I discovered something a little different in a document tabled on May 5, 2016, in budget estimates by the Minister for Indigenous Affairs Nigel Scullion just before Parliament was prorogued for the long election campaign: “More than 39,000 Aboriginal and Torres Strait Islander people have started a job through programmes just in my portfolio alone.”

There is quite a difference between starting a job through a program and creating a job by supporting indigenous entrepreneurship. Scullion and Turnbull are talking about very different pathways.

What were these 39,000 jobs that have been started?

In the Prime Minister’s Closing the Gap Report of 2016 the following was stated:

“Between 1 September 2013 and 31 December 2015, Government employment programmes … have facilitated more than 36,000 jobs for Indigenous Australians.”

This was subsequently translated by Scullion: “Since I became minister we have provided 50 jobs to Aboriginal and Torres Strait Islander People every single day. Every single day.”

What was the source of the jobs provided to Aboriginal and Torres Strait Islander people, updated presumably from February’s 36,000 to the present 39,000?

The original figure of 36,000 was obtained by adding together administrative data for a number of employment programs. The office of the Minister for Indigenous Affairs has broken these down as follows:

  • 12,647 positions in the Remote Jobs and Communities Program (now called Community Development Program) that operates in 60 remote regions;
  • 10,699 in tailored assistance when employers apply for government funding to connect Indigenous job seekers with sustainable employment;
  • 5430 in a now defunct Indigenous Wage Subsidy program;
  • 3639 through the Andrew Forrest inspired network of Vocational Training and Education Centres;
  • 2718 through the Indigenous Youth Career Pathways program that provides school based traineeships;
  • 547 through the Indigenous Cadetship Support program that links full-time undergraduate students with employers who give them work placements and employment once they finish their studies; and
  • 327 through the Employment Parity Initiative that targets companies with a strong track record in indigenous employment and can commit to a minimum of about 400 jobs for Indigenous Australians.

I want to raise three concerns with these rubbery figures.

First, it is not possible to say how many individuals were placed in these 36,000 positions; one individual might have been placed in several, a likely scenario given that the period in question is nearly three years. Shifting between 36,000 jobs and 36,000 people placed in jobs is highly misleading.

Second, what constitutes a sustainable job?

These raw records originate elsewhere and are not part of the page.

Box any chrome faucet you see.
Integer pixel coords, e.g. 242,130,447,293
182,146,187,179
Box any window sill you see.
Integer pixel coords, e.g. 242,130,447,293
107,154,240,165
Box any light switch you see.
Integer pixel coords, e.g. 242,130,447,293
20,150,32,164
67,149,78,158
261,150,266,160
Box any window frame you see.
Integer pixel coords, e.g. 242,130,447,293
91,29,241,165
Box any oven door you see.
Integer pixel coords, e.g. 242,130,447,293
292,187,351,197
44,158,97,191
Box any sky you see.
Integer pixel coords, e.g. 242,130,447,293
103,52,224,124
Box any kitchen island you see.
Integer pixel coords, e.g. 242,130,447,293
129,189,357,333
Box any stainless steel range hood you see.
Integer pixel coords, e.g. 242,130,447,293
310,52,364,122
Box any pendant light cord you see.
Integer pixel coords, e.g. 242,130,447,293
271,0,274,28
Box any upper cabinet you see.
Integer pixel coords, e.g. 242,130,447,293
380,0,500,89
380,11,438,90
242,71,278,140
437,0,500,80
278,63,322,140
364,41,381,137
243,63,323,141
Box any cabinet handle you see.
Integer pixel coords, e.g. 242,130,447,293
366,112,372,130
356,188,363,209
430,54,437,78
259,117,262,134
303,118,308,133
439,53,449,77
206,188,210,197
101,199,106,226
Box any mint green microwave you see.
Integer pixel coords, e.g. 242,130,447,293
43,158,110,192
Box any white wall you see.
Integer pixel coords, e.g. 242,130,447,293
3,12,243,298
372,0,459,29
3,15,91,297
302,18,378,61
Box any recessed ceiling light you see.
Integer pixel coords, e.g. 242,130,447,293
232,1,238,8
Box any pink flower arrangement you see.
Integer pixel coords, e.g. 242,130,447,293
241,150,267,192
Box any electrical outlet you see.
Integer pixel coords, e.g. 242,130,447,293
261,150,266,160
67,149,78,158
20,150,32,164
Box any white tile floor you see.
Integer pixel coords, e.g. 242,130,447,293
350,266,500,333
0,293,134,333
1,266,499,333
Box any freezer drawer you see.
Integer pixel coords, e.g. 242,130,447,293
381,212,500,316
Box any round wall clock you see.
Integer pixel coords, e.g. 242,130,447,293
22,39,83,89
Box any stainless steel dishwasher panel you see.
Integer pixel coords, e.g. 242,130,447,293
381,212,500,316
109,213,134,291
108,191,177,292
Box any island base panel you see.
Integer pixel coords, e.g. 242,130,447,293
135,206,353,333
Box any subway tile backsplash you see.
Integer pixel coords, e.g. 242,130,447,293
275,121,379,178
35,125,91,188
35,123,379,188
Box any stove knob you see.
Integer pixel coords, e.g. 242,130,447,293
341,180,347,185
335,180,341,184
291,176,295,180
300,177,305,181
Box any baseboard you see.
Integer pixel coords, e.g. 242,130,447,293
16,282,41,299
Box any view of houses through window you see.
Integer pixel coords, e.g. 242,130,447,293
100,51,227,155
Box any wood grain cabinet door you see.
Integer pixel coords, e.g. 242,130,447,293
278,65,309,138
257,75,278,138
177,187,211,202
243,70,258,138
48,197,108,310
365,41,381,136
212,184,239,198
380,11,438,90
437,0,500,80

The best that the government does is report 26-week outcomes — of which there were 16,648, not 36,000 — and even 26-week outcomes are not necessarily sustained employment.

Third, what has entrepreneurship got to do with the purported 39,000 placements through government programs?

In December 2015, the Productivity Commission, in its assessment of the performance of the National Indigenous Reform Agreement, reported that employment gaps between indigenous and other Australians have increased rather than narrowed, and it warned that the negative impacts of demand influences could mean closing the employment gap is unachievable.

The Closing the Gap: Prime Minister’s Report 2016 in February this year stated that the target to halve the gap in employment outcomes between indigenous and non-indigenous Australians within a decade (by 2018) is not on track.

By May 29, standing on the contested land of the Ngunnawal people, the Prime Minister of Australia reports 39,000 more jobs have been created through Abbott/Turnbull government initiatives that have supported indigenous entrepreneurship.

Telling such porkies at the start of National Reconciliation Week is neither respectful to the reconciliation process nor helpful in addressing the enormous challenges that indigenous Australians face in finding sustainable employment.

I am not even sure that such blatant deception will prove a vote-winner.